By age 8, I had avoided capture by hordes of samurai, rescued a book of Aristotle’s writings for the caliph of Baghdad, and met the mummified Queen of the Nile. I was a Magic Tree House fanatic, and wherever Jack and Annie Smith, the series’ protagonists, traveled, I went with them. From my little alcove in the school library, I learned about the world across space and time.

I have always loved stories. They build identity, bridge cultures, and create legacies that are passed down generations. Growing up, stories helped me make sense of my world and my place in it. The Magic Tree House books took me to distant lands, from Japan to the ancient Middle East, and solidified my identity as a collector of stories – an adventurer of sorts.

Inspired by my childhood, when I started college a decade later, I sought a major where I could collect more stories. My first semester, I took an introductory class on academic religion, and I was hooked.
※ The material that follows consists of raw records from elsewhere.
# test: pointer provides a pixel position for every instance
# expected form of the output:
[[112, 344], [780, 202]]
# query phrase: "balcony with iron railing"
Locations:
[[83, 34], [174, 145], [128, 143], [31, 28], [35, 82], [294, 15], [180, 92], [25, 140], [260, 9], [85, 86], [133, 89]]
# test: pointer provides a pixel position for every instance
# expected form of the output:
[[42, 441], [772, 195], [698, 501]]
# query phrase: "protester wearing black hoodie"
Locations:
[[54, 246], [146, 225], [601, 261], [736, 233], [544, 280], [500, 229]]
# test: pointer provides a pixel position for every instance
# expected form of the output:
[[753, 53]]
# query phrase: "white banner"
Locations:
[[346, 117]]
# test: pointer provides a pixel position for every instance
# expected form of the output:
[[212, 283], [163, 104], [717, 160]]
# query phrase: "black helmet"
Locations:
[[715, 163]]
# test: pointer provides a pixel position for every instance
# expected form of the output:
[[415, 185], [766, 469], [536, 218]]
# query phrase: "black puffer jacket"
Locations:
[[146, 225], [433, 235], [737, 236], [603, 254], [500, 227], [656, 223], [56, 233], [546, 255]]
That class explored stories from diverse peoples across the world, stories that explained life’s greatest questions. Convinced that I had found my niche, I majored in Religious Studies. For me, studying religion is anthropology, psychology, and sociology combined. I examine people’s beliefs across cultures, the motivations behind these beliefs, and how these beliefs uphold societies.

One of my favorite classes was Myths, Epics, and Tales from India, which I took junior year. I studied the Ramayana, a Sanskrit epic famous across the world. When I saw that the text contained over 24,000 verses, I knew I had come across the ultimate collection of stories. As I read the Ramayana, I went on adventures that reminded me of my childhood with Jack and Annie. However, I began to appreciate stories for reasons beyond the adventures they promised. Stories reveal one of the greatest truths of life: the power of perception. When I read the Magic Tree House books as a child, I took my stories at face value. When Jack and Annie evaded pirates or flew on pterodactyls, they were clear heroes fighting clear villains.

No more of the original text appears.